New World Symphony bids farewell to the Lincoln Theatre in final concerts

12.19.10
David Robertson
South Florida Classical Review

By David Fleshler

With boxes of files labeled and stacked up in the Lincoln Theatre’s administrative offices, the New World Symphony on Saturday played the first of two final concerts before moving to its high-tech, 748-seat new campus.

“As of Monday, we are in business over there,” said Howard Herring, the orchestra’s chief executive officer, in an intermission interview. “It’s been ten years in the making. It’s a new beginning.”

The Lincoln Theatre, a former movie venue that has been the New World’s home for most of its first two decades, has been sold to developers who plan to gut it and turn it into a retail complex. There were some regrets among audience members, who had heard a procession of brilliant guest soloists and conductors, attended concerts of both traditional repertoire and contemporary works explained in person by the composers, and watched the young orchestra members’ careers launched from the old Miami Beach theater’s stage.

“I’m going to miss this charming little theater,” said longtime subscriber Audrey Manne. “It’s so pleasant and intimate.”

The orchestra, conducted by David Robertson, music director of the Saint Louis Symphony, was in excellent form Saturday, turning in a fine performance for its final concerts.

The evening opened with Schuman’s Manfred Overture, led by the orchestra’s conducting fellow, Teddy Abrams. He drew great tension from the orchestra in the opening bars, leading an energetic, hard-driving performance, with particular virtuosity shown by the orchestra’s violins.

In Leonard Bernstein’s The Age of Anxiety (Symphony No. 2), Orli Shaham, the conductor’s wife was the soloist. With a superlative performance by the Israeli-born, American pianist (sister of violinist Gil Shaham), and a responsive orchestra, this performance bested the Cleveland Orchestra’s account of the same work last season.

The symphony is a quasi-piano concerto inspired by the W.H. Auden poem of the same name that tells the story of four people who meet in a bar and fall into conversation about the human condition.

Shaham’s playing was supple and smooth, but with ample, restless nervous energy in the Seven Ages variations.
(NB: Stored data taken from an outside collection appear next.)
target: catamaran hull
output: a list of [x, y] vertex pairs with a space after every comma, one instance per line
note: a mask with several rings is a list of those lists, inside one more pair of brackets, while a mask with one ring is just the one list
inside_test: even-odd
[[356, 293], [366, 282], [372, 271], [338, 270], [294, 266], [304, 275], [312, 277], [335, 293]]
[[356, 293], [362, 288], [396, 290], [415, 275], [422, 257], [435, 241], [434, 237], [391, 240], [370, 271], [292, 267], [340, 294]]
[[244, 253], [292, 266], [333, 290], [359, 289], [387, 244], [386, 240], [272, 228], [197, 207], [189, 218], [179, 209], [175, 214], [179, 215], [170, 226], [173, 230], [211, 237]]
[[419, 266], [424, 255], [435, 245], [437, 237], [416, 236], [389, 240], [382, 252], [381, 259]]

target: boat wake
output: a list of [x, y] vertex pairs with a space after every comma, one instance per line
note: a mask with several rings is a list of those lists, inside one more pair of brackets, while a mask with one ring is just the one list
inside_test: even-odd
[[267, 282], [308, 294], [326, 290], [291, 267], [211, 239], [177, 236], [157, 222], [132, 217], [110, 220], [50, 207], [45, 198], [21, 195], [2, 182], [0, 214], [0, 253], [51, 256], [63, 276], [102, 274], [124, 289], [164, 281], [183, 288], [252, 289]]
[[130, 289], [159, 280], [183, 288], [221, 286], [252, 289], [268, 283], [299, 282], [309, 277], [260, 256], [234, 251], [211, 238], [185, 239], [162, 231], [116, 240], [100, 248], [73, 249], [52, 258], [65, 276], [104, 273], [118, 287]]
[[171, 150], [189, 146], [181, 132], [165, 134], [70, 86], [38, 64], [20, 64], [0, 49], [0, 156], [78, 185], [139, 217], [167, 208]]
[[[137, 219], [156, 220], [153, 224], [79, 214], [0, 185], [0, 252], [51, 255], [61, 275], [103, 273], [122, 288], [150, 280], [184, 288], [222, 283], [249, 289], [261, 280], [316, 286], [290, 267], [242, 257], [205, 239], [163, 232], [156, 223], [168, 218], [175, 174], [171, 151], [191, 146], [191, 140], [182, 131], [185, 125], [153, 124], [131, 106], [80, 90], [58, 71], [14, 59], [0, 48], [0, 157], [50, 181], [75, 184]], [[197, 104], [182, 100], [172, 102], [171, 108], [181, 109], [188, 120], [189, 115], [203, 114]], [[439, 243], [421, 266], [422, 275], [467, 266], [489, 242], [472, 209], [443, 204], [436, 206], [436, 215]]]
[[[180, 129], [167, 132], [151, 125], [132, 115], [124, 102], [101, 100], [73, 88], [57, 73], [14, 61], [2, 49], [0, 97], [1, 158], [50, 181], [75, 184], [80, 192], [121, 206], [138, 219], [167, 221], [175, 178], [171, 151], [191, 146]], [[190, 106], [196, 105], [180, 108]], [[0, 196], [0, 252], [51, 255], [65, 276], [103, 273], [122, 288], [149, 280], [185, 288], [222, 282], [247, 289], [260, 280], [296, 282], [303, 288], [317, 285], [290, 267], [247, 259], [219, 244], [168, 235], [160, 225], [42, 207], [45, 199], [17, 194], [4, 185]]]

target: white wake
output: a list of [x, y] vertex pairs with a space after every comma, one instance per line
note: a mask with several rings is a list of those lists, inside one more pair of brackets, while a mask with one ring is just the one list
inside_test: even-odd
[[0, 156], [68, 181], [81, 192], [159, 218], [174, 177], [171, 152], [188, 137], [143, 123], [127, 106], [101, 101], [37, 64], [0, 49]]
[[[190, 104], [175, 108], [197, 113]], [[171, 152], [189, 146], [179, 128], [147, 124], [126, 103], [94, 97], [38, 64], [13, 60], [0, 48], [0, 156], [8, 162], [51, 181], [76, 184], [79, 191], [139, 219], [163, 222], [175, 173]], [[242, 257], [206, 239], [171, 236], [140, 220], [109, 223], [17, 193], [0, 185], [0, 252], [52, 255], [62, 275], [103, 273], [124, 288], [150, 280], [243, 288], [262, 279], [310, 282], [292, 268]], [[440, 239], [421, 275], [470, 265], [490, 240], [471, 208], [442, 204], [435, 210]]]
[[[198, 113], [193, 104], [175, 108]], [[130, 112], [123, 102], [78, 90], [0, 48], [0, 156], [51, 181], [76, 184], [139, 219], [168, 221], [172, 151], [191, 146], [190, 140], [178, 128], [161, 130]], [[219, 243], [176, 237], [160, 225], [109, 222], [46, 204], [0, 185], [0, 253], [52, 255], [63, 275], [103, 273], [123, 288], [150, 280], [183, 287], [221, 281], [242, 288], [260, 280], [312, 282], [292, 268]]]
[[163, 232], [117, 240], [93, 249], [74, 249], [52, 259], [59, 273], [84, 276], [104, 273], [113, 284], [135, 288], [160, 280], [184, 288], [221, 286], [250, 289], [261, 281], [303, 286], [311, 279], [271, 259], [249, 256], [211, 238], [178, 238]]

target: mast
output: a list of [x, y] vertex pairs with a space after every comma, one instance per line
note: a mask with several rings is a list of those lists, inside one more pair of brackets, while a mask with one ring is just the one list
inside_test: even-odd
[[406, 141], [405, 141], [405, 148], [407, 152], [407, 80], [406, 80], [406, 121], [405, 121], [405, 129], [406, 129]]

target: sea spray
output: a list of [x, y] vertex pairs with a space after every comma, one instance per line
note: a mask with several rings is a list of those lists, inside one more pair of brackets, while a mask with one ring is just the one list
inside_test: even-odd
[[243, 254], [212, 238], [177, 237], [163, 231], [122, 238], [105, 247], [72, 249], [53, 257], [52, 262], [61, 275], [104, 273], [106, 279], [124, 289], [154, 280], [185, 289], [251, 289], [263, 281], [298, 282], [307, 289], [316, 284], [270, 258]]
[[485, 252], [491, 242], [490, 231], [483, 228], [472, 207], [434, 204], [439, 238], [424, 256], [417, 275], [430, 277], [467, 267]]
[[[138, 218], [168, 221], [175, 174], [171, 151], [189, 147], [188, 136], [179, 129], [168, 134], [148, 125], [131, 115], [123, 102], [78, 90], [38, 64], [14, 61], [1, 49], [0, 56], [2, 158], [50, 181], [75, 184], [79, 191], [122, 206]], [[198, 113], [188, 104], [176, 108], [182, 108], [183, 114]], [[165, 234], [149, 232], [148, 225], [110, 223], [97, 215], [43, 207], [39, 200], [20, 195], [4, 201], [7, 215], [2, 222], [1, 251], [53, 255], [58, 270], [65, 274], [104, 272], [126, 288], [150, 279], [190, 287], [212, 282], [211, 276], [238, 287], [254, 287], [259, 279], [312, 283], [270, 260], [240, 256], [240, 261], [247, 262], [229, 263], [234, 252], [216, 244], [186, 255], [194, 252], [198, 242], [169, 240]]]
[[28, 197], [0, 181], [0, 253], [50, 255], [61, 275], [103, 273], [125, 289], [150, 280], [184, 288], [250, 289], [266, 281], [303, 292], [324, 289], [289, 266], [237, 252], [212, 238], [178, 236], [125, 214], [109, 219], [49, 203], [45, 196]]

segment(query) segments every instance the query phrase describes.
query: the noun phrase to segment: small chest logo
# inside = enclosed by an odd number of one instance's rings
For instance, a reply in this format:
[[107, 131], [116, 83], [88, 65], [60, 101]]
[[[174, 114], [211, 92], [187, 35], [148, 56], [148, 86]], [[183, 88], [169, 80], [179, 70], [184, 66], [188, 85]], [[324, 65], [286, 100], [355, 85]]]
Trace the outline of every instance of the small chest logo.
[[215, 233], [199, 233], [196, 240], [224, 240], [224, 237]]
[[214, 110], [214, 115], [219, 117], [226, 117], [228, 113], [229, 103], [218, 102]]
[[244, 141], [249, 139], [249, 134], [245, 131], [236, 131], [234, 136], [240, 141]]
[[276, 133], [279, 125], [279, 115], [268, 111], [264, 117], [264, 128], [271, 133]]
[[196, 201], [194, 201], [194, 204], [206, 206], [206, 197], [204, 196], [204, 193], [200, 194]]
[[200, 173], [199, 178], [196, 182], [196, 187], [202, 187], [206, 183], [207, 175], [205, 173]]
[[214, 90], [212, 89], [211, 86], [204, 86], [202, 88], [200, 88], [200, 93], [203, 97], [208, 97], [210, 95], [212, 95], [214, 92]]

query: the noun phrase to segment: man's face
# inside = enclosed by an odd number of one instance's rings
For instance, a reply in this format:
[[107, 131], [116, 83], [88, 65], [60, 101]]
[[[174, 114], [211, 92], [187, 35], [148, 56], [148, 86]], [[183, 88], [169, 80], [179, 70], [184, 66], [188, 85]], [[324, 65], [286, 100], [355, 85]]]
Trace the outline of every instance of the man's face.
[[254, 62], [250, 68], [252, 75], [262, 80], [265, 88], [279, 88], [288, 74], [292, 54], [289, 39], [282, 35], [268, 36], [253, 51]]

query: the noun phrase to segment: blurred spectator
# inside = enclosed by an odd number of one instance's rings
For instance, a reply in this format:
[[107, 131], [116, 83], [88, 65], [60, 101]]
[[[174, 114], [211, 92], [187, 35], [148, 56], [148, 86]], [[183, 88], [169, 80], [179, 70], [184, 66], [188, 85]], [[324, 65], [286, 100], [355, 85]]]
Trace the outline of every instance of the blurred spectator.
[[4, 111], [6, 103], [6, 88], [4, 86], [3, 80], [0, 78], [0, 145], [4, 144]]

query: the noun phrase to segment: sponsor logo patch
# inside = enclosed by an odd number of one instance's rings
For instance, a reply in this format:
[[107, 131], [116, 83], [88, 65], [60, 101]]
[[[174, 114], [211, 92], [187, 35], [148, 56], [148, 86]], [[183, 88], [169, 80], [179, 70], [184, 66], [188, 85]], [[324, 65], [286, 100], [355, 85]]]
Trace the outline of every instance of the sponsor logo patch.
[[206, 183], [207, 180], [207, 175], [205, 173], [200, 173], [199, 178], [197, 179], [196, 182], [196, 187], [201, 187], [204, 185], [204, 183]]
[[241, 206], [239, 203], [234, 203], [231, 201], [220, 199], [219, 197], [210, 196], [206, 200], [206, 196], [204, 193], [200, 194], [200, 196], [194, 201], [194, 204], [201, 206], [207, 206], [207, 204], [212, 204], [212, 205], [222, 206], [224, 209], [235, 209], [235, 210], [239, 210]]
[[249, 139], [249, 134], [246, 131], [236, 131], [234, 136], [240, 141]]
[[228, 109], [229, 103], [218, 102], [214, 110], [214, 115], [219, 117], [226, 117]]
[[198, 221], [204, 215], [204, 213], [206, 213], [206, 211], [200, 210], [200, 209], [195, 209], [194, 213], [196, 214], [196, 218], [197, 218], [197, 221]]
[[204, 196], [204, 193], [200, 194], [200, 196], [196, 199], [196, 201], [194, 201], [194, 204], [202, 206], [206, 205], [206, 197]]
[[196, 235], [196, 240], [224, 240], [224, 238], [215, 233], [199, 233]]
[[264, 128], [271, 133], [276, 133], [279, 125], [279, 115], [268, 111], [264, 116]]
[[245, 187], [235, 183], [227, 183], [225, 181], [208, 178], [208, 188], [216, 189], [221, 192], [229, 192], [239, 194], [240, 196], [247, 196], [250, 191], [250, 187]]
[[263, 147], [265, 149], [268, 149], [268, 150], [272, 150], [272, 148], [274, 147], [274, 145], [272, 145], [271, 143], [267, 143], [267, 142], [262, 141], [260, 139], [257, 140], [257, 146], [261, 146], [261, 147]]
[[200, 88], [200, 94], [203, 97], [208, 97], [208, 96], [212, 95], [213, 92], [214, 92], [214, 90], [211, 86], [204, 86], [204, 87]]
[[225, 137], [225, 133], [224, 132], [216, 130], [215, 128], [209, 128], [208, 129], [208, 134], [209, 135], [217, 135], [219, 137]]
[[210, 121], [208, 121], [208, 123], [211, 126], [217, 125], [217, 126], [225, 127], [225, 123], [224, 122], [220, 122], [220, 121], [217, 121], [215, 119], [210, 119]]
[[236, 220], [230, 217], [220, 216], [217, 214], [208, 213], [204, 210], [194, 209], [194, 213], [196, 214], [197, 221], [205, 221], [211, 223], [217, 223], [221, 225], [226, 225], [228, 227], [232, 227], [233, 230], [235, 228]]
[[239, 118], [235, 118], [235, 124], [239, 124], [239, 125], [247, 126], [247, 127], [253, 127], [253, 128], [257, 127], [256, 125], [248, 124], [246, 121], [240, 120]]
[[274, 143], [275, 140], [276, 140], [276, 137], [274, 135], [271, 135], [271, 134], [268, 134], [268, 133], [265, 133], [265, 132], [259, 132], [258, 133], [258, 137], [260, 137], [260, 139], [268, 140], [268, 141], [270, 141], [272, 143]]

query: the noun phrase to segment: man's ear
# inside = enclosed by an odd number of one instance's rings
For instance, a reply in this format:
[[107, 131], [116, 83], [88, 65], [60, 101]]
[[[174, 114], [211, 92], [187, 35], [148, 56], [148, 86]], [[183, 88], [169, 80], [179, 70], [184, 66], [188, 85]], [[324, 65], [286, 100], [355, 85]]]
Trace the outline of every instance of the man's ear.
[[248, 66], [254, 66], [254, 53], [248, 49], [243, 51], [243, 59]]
In the Dirge, Robertson led the orchestra in declamations that were grand and sweeping but never raucous. In the jazzy Masque section, Shaham started cool, but as the tempo and volume picked up, her playing was put across with that much more fizzing energy.

Prokofiev’s Fifth Symphony ended the program. Robertson took a measured approach that paid dividends through the performance, allowing the opening theme to roll out in a deliberate manner that sounded almost plodding. But this allowed the power of the movement to build slowly and inexorably, leading to a tremendous climax at the end. When the high-volume ending of the first movement didn’t bring the usual smattering of premature applause, Robertson turned to the audience and said, “You showed such remarkable self-restraint.”

The bouncy second movement was characterized by fine performances by violins in the rapid passages and evocative, rich-toned playing by winds in the second theme. The dark third movement was a study in pulsing, ominous tones. The last movement was a surging, virtuoso performance by the orchestra, providing a fitting end to its tenure at the Lincoln Road venue.

As a final farewell to the Lincoln Theatre, the orchestra struck up Auld Lang Syne, with a screen above the stage carrying the words, as well as photographs of the orchestra’s two decades at the theater.